On Sunday, I attended the Catholic chapel attached to the prison—a damp, unwholesome cell. I stood among a knot of prisoners, enveloped in a nauseous vapor; whence arose musty, mouldy, rotten effluvia which gradually overpowered my senses. I felt them leaving me, and tottered toward the door. I was promptly met by a man who seemed provided for emergencies of the kind; for, he held a vessel of cold water; poured some of it into my hands, and directed me to bathe my temples. I partly recovered; and, faint and dispirited, staggered back to the prison. I had not, however, lain long upon my bed (polished and slippery from constant use), when the prison guard came to my side, holding in his hand a smoking basin of egg soup “for the Englishman.” It was sent by the mistress of the kitchen. I received the offering of a kind heart to a foreigner in trouble, with a blessing on the donor.

On the following Tuesday, after an imprisonment of, in all, nine days, during which I had never slept without my clothes, I was discharged from the prison. In remembrance of the place, I brought away with me a straw landscape and a bread snuff-box, the works of the prison artist.

On reaching my lodging I looked into my box.

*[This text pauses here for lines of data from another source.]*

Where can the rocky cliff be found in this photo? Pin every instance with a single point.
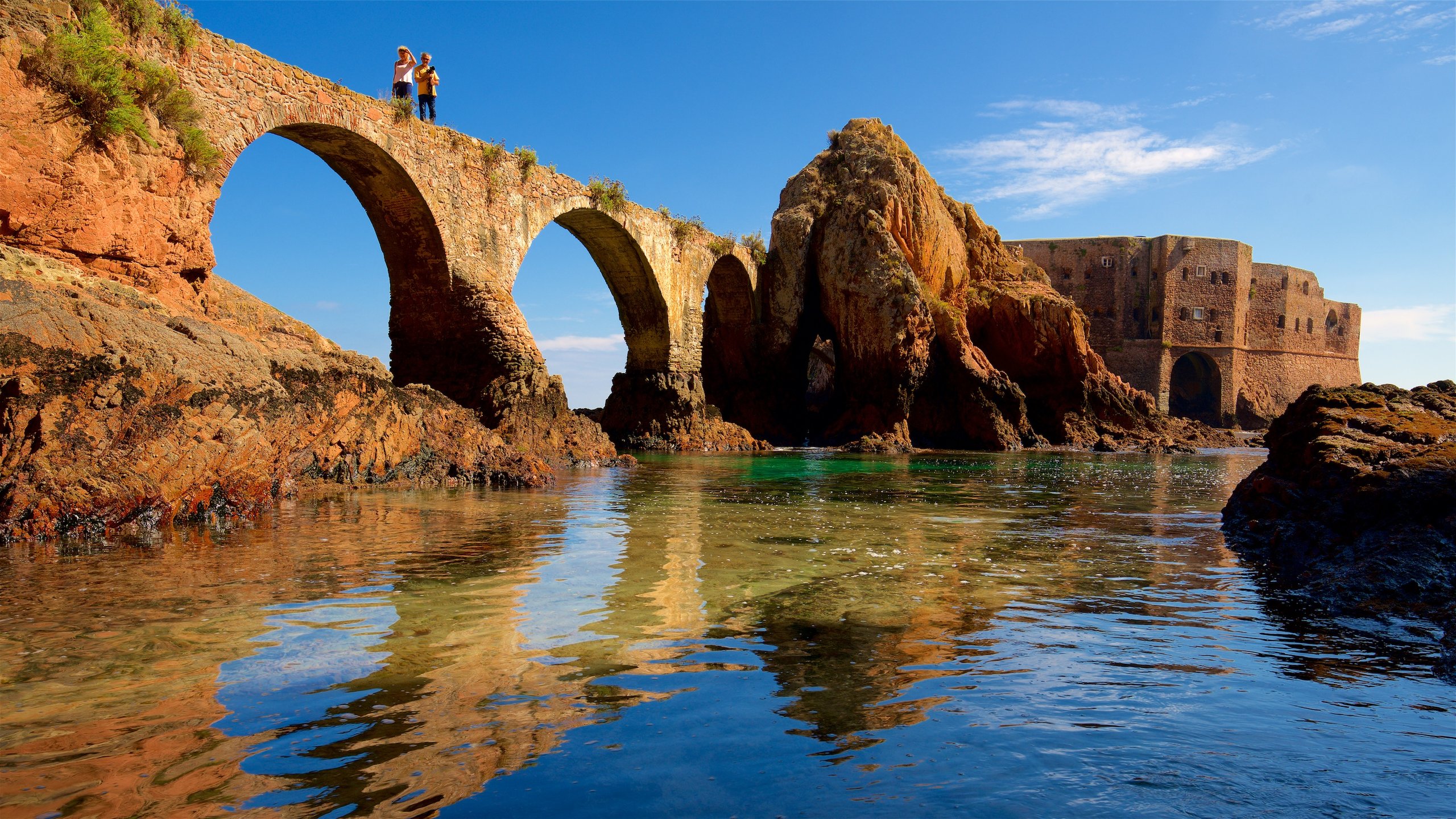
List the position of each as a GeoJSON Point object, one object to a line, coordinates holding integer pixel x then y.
{"type": "Point", "coordinates": [935, 333]}
{"type": "Point", "coordinates": [124, 404]}
{"type": "Point", "coordinates": [1358, 500]}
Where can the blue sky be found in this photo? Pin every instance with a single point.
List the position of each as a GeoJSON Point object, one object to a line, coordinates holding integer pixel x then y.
{"type": "Point", "coordinates": [1324, 135]}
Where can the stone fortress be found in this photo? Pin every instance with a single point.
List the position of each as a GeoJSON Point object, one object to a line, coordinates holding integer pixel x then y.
{"type": "Point", "coordinates": [1200, 325]}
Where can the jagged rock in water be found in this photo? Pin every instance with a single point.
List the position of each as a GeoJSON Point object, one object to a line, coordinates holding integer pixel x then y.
{"type": "Point", "coordinates": [1358, 500]}
{"type": "Point", "coordinates": [938, 334]}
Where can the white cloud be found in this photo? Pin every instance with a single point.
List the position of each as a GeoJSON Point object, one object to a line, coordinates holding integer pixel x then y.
{"type": "Point", "coordinates": [583, 343]}
{"type": "Point", "coordinates": [1335, 27]}
{"type": "Point", "coordinates": [1064, 110]}
{"type": "Point", "coordinates": [1199, 101]}
{"type": "Point", "coordinates": [1298, 15]}
{"type": "Point", "coordinates": [1426, 322]}
{"type": "Point", "coordinates": [1362, 19]}
{"type": "Point", "coordinates": [1056, 165]}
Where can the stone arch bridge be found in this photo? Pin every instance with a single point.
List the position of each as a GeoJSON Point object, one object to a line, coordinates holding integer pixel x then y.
{"type": "Point", "coordinates": [455, 222]}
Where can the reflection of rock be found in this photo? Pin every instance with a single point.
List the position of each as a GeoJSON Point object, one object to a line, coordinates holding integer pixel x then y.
{"type": "Point", "coordinates": [1358, 500]}
{"type": "Point", "coordinates": [941, 334]}
{"type": "Point", "coordinates": [1256, 407]}
{"type": "Point", "coordinates": [142, 403]}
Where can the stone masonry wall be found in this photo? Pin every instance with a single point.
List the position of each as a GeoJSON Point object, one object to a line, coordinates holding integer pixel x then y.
{"type": "Point", "coordinates": [1269, 328]}
{"type": "Point", "coordinates": [453, 221]}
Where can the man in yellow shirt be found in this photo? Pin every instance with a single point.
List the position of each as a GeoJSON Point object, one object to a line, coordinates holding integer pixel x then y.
{"type": "Point", "coordinates": [427, 79]}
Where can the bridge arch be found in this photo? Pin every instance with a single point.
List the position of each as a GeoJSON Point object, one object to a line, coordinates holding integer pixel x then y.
{"type": "Point", "coordinates": [729, 317]}
{"type": "Point", "coordinates": [1194, 388]}
{"type": "Point", "coordinates": [439, 334]}
{"type": "Point", "coordinates": [630, 276]}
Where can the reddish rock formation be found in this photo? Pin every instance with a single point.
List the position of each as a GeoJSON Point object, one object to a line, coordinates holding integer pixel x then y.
{"type": "Point", "coordinates": [1358, 500]}
{"type": "Point", "coordinates": [937, 333]}
{"type": "Point", "coordinates": [130, 404]}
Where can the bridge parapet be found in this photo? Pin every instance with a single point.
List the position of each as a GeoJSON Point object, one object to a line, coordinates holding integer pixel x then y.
{"type": "Point", "coordinates": [455, 219]}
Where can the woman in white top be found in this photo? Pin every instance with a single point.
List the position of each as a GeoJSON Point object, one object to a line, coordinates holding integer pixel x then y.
{"type": "Point", "coordinates": [405, 73]}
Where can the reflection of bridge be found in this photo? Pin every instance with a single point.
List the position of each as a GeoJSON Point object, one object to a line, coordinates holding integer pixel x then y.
{"type": "Point", "coordinates": [455, 221]}
{"type": "Point", "coordinates": [481, 631]}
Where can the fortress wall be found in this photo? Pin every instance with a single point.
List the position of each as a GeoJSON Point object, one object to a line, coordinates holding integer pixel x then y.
{"type": "Point", "coordinates": [1215, 289]}
{"type": "Point", "coordinates": [1273, 379]}
{"type": "Point", "coordinates": [1142, 317]}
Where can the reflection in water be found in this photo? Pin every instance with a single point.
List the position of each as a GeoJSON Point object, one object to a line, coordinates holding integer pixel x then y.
{"type": "Point", "coordinates": [778, 634]}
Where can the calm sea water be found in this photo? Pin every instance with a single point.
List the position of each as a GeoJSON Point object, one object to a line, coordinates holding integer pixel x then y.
{"type": "Point", "coordinates": [787, 634]}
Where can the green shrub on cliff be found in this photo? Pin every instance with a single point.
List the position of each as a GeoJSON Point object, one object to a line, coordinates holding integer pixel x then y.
{"type": "Point", "coordinates": [607, 195]}
{"type": "Point", "coordinates": [178, 25]}
{"type": "Point", "coordinates": [683, 226]}
{"type": "Point", "coordinates": [524, 161]}
{"type": "Point", "coordinates": [168, 19]}
{"type": "Point", "coordinates": [401, 108]}
{"type": "Point", "coordinates": [200, 152]}
{"type": "Point", "coordinates": [88, 68]}
{"type": "Point", "coordinates": [756, 247]}
{"type": "Point", "coordinates": [107, 88]}
{"type": "Point", "coordinates": [137, 16]}
{"type": "Point", "coordinates": [723, 245]}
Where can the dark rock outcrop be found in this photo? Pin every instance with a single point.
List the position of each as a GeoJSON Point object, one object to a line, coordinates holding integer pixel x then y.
{"type": "Point", "coordinates": [1358, 500]}
{"type": "Point", "coordinates": [937, 333]}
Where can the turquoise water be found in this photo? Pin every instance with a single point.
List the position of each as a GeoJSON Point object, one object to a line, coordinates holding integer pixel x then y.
{"type": "Point", "coordinates": [785, 634]}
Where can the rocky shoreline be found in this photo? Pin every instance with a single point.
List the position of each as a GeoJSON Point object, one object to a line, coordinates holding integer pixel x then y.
{"type": "Point", "coordinates": [1356, 506]}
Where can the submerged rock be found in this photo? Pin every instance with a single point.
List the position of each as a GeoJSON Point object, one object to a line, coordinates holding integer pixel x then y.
{"type": "Point", "coordinates": [1356, 504]}
{"type": "Point", "coordinates": [937, 333]}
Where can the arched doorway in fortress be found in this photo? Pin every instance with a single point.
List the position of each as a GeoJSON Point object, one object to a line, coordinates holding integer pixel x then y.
{"type": "Point", "coordinates": [1194, 388]}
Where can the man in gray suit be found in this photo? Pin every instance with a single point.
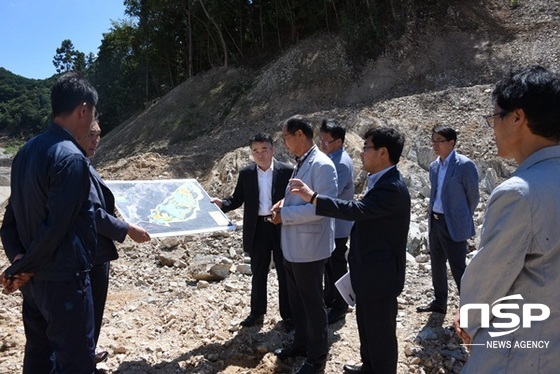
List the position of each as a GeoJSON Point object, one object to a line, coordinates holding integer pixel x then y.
{"type": "Point", "coordinates": [453, 199]}
{"type": "Point", "coordinates": [519, 253]}
{"type": "Point", "coordinates": [307, 243]}
{"type": "Point", "coordinates": [331, 142]}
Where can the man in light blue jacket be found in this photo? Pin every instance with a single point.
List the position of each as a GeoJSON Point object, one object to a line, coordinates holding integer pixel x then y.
{"type": "Point", "coordinates": [307, 242]}
{"type": "Point", "coordinates": [519, 254]}
{"type": "Point", "coordinates": [453, 199]}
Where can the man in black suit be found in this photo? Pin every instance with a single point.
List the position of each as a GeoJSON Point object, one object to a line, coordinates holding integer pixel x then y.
{"type": "Point", "coordinates": [377, 255]}
{"type": "Point", "coordinates": [109, 228]}
{"type": "Point", "coordinates": [259, 186]}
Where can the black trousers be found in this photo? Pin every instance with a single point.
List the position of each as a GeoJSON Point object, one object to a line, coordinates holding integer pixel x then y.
{"type": "Point", "coordinates": [335, 268]}
{"type": "Point", "coordinates": [305, 287]}
{"type": "Point", "coordinates": [58, 322]}
{"type": "Point", "coordinates": [377, 324]}
{"type": "Point", "coordinates": [443, 249]}
{"type": "Point", "coordinates": [267, 244]}
{"type": "Point", "coordinates": [99, 276]}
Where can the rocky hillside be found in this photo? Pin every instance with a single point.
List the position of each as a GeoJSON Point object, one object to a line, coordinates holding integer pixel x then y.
{"type": "Point", "coordinates": [440, 70]}
{"type": "Point", "coordinates": [159, 319]}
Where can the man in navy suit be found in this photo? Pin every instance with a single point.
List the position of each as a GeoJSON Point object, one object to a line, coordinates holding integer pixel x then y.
{"type": "Point", "coordinates": [453, 199]}
{"type": "Point", "coordinates": [377, 255]}
{"type": "Point", "coordinates": [109, 229]}
{"type": "Point", "coordinates": [259, 186]}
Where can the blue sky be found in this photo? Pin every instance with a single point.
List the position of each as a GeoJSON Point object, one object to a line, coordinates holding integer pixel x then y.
{"type": "Point", "coordinates": [32, 30]}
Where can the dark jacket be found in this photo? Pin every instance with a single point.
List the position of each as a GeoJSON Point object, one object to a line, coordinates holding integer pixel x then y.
{"type": "Point", "coordinates": [49, 217]}
{"type": "Point", "coordinates": [377, 255]}
{"type": "Point", "coordinates": [247, 191]}
{"type": "Point", "coordinates": [109, 227]}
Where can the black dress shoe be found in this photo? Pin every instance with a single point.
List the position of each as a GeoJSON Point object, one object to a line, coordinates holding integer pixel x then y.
{"type": "Point", "coordinates": [311, 368]}
{"type": "Point", "coordinates": [101, 356]}
{"type": "Point", "coordinates": [356, 369]}
{"type": "Point", "coordinates": [335, 315]}
{"type": "Point", "coordinates": [289, 351]}
{"type": "Point", "coordinates": [252, 320]}
{"type": "Point", "coordinates": [289, 325]}
{"type": "Point", "coordinates": [431, 308]}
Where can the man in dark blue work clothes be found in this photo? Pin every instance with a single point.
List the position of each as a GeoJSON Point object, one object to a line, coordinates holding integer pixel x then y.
{"type": "Point", "coordinates": [49, 236]}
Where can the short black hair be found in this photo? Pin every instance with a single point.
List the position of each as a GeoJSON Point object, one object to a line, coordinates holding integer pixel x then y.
{"type": "Point", "coordinates": [299, 122]}
{"type": "Point", "coordinates": [389, 138]}
{"type": "Point", "coordinates": [261, 137]}
{"type": "Point", "coordinates": [69, 91]}
{"type": "Point", "coordinates": [446, 131]}
{"type": "Point", "coordinates": [536, 90]}
{"type": "Point", "coordinates": [333, 127]}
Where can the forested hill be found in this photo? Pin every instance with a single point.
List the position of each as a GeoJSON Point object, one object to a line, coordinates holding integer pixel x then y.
{"type": "Point", "coordinates": [24, 104]}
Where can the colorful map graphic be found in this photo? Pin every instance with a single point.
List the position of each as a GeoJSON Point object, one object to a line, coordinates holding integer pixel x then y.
{"type": "Point", "coordinates": [168, 207]}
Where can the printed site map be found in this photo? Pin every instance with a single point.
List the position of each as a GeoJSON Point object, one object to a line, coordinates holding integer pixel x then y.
{"type": "Point", "coordinates": [168, 207]}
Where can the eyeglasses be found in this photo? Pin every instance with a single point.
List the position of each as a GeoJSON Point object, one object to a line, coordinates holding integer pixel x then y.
{"type": "Point", "coordinates": [489, 118]}
{"type": "Point", "coordinates": [439, 141]}
{"type": "Point", "coordinates": [326, 142]}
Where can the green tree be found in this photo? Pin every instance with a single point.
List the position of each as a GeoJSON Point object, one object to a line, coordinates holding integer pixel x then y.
{"type": "Point", "coordinates": [67, 58]}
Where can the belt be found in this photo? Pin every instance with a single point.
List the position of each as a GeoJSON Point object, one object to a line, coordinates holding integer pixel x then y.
{"type": "Point", "coordinates": [437, 216]}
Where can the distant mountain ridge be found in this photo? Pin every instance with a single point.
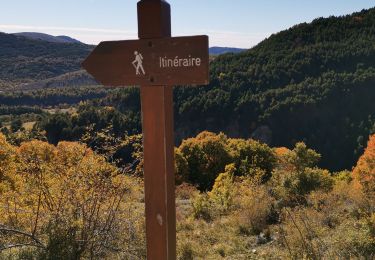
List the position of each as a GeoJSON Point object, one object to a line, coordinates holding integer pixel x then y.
{"type": "Point", "coordinates": [47, 37]}
{"type": "Point", "coordinates": [26, 60]}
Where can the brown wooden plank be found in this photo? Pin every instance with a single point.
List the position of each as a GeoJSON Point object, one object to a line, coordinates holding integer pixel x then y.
{"type": "Point", "coordinates": [158, 143]}
{"type": "Point", "coordinates": [164, 61]}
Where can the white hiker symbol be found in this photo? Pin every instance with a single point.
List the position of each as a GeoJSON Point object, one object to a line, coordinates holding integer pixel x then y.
{"type": "Point", "coordinates": [137, 63]}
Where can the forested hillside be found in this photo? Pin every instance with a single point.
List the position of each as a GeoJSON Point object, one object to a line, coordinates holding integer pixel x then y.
{"type": "Point", "coordinates": [27, 60]}
{"type": "Point", "coordinates": [313, 83]}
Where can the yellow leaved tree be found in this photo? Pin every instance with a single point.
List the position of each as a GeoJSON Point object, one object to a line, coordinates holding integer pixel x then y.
{"type": "Point", "coordinates": [66, 202]}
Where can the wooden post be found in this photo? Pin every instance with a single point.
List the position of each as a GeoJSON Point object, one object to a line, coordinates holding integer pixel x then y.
{"type": "Point", "coordinates": [156, 62]}
{"type": "Point", "coordinates": [157, 120]}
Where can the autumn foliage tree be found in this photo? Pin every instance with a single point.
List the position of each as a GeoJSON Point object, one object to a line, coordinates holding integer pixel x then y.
{"type": "Point", "coordinates": [66, 202]}
{"type": "Point", "coordinates": [364, 172]}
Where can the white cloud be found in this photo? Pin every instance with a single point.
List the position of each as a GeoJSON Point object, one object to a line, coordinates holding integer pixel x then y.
{"type": "Point", "coordinates": [96, 35]}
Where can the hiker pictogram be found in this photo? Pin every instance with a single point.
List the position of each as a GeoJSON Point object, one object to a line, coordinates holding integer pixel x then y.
{"type": "Point", "coordinates": [137, 63]}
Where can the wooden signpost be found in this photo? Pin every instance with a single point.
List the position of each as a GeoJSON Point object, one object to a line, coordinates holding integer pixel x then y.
{"type": "Point", "coordinates": [155, 62]}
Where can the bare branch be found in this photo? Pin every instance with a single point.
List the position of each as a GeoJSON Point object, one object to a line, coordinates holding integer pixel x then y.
{"type": "Point", "coordinates": [19, 232]}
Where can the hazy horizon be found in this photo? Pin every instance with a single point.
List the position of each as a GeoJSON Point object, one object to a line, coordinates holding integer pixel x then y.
{"type": "Point", "coordinates": [92, 21]}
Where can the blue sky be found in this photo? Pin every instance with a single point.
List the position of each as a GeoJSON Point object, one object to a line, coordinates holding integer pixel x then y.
{"type": "Point", "coordinates": [236, 23]}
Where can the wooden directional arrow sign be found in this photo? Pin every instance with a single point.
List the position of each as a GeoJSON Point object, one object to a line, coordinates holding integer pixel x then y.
{"type": "Point", "coordinates": [165, 61]}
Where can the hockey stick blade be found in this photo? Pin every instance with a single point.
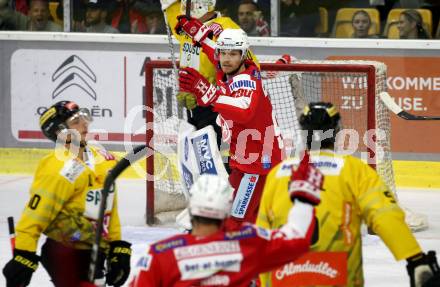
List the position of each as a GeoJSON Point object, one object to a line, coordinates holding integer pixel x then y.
{"type": "Point", "coordinates": [188, 9]}
{"type": "Point", "coordinates": [392, 106]}
{"type": "Point", "coordinates": [130, 158]}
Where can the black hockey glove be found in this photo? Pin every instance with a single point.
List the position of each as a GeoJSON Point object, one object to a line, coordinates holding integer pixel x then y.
{"type": "Point", "coordinates": [118, 263]}
{"type": "Point", "coordinates": [423, 270]}
{"type": "Point", "coordinates": [18, 271]}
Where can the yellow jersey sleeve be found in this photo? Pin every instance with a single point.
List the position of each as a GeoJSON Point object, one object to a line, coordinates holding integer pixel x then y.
{"type": "Point", "coordinates": [352, 192]}
{"type": "Point", "coordinates": [48, 194]}
{"type": "Point", "coordinates": [193, 56]}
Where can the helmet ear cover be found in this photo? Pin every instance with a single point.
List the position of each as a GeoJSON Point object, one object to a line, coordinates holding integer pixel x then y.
{"type": "Point", "coordinates": [54, 119]}
{"type": "Point", "coordinates": [211, 197]}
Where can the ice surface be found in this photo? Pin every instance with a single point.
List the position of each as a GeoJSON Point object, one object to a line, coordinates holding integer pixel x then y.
{"type": "Point", "coordinates": [380, 267]}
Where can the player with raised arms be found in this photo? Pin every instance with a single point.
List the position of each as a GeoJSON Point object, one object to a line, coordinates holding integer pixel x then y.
{"type": "Point", "coordinates": [246, 116]}
{"type": "Point", "coordinates": [352, 193]}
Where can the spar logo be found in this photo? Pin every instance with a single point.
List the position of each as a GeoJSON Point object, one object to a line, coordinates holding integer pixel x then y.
{"type": "Point", "coordinates": [242, 84]}
{"type": "Point", "coordinates": [74, 72]}
{"type": "Point", "coordinates": [244, 195]}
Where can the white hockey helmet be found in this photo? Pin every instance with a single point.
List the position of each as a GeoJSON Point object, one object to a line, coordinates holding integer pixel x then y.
{"type": "Point", "coordinates": [198, 7]}
{"type": "Point", "coordinates": [211, 197]}
{"type": "Point", "coordinates": [232, 39]}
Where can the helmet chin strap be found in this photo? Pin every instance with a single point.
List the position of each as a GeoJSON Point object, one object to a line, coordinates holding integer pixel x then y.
{"type": "Point", "coordinates": [82, 144]}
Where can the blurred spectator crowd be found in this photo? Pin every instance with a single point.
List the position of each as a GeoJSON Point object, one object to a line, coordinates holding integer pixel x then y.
{"type": "Point", "coordinates": [404, 19]}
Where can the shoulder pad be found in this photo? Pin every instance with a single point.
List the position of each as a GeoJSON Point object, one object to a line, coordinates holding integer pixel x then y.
{"type": "Point", "coordinates": [247, 231]}
{"type": "Point", "coordinates": [72, 169]}
{"type": "Point", "coordinates": [285, 168]}
{"type": "Point", "coordinates": [168, 244]}
{"type": "Point", "coordinates": [329, 165]}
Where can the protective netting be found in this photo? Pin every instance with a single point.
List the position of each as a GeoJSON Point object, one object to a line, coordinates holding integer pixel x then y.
{"type": "Point", "coordinates": [352, 86]}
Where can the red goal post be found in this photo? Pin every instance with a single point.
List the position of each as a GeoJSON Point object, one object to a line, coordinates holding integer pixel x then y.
{"type": "Point", "coordinates": [353, 86]}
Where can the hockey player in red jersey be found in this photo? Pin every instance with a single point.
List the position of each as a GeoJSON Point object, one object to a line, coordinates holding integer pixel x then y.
{"type": "Point", "coordinates": [245, 114]}
{"type": "Point", "coordinates": [213, 256]}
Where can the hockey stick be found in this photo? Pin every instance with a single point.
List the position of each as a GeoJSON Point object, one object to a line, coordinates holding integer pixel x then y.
{"type": "Point", "coordinates": [188, 8]}
{"type": "Point", "coordinates": [130, 158]}
{"type": "Point", "coordinates": [392, 106]}
{"type": "Point", "coordinates": [11, 228]}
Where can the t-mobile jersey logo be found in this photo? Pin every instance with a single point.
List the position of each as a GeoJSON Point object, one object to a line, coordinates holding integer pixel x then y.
{"type": "Point", "coordinates": [74, 72]}
{"type": "Point", "coordinates": [244, 195]}
{"type": "Point", "coordinates": [203, 154]}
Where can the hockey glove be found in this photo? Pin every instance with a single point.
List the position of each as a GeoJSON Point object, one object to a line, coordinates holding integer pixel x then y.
{"type": "Point", "coordinates": [186, 100]}
{"type": "Point", "coordinates": [118, 263]}
{"type": "Point", "coordinates": [18, 271]}
{"type": "Point", "coordinates": [306, 182]}
{"type": "Point", "coordinates": [423, 270]}
{"type": "Point", "coordinates": [195, 29]}
{"type": "Point", "coordinates": [193, 82]}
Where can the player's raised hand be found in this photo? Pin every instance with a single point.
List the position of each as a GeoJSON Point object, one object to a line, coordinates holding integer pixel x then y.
{"type": "Point", "coordinates": [193, 82]}
{"type": "Point", "coordinates": [306, 182]}
{"type": "Point", "coordinates": [193, 27]}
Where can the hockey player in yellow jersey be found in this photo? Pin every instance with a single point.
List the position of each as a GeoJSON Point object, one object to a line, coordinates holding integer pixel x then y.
{"type": "Point", "coordinates": [64, 204]}
{"type": "Point", "coordinates": [352, 193]}
{"type": "Point", "coordinates": [191, 55]}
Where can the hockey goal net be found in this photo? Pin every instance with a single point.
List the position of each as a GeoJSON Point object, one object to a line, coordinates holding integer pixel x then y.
{"type": "Point", "coordinates": [353, 86]}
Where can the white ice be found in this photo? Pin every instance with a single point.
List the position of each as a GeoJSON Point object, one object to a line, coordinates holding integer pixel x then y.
{"type": "Point", "coordinates": [380, 268]}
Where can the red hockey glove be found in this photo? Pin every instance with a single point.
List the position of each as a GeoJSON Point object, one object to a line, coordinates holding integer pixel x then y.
{"type": "Point", "coordinates": [423, 270]}
{"type": "Point", "coordinates": [195, 29]}
{"type": "Point", "coordinates": [306, 182]}
{"type": "Point", "coordinates": [193, 82]}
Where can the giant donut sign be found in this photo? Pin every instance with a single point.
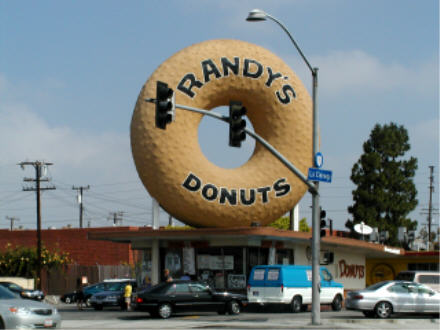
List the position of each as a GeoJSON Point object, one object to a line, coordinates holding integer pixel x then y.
{"type": "Point", "coordinates": [170, 162]}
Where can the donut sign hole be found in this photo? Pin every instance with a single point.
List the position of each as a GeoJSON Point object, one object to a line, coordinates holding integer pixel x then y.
{"type": "Point", "coordinates": [214, 141]}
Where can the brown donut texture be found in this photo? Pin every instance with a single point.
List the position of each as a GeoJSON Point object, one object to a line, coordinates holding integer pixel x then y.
{"type": "Point", "coordinates": [174, 169]}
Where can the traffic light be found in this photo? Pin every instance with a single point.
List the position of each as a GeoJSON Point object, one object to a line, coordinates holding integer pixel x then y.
{"type": "Point", "coordinates": [237, 123]}
{"type": "Point", "coordinates": [165, 105]}
{"type": "Point", "coordinates": [322, 223]}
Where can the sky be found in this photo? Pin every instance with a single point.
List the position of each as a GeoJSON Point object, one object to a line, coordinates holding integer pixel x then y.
{"type": "Point", "coordinates": [71, 72]}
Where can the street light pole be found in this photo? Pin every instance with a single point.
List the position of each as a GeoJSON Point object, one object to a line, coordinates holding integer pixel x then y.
{"type": "Point", "coordinates": [259, 15]}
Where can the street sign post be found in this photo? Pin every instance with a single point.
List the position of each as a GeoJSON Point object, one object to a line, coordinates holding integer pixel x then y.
{"type": "Point", "coordinates": [316, 174]}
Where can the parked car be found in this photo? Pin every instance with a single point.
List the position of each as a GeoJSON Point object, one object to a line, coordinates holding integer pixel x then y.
{"type": "Point", "coordinates": [112, 296]}
{"type": "Point", "coordinates": [291, 285]}
{"type": "Point", "coordinates": [68, 298]}
{"type": "Point", "coordinates": [429, 278]}
{"type": "Point", "coordinates": [16, 313]}
{"type": "Point", "coordinates": [167, 298]}
{"type": "Point", "coordinates": [385, 298]}
{"type": "Point", "coordinates": [22, 292]}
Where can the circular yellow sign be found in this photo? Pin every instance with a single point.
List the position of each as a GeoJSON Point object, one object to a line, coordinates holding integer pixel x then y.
{"type": "Point", "coordinates": [174, 169]}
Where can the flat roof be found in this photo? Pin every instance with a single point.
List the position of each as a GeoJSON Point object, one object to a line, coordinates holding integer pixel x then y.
{"type": "Point", "coordinates": [137, 234]}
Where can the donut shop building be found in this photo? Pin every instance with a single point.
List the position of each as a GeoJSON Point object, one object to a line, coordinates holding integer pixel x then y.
{"type": "Point", "coordinates": [224, 256]}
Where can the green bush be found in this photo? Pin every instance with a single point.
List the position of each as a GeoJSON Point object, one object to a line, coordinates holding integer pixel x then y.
{"type": "Point", "coordinates": [22, 261]}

It was empty.

“Where are my books and papers?” I asked my landlord.

The police had taken them on the day after my arrest.

“And my bank-notes?”

“Here they are!” exclaimed my landlord, triumphantly. “I expected the police; I knew you had money somewhere, so I took the liberty of searching until I found it. The police made particular inquiries about your cash, and went away disappointed, taking the other things with them.”

“Would they have appropriated it?”

“Hem! Very likely—under pretense of paying your expenses.”

On application to the police of the district, I received the whole of my effects back. One of my books was detained for about a week; a member of the police having taken it home to read, and being as I apprehend, a slow reader.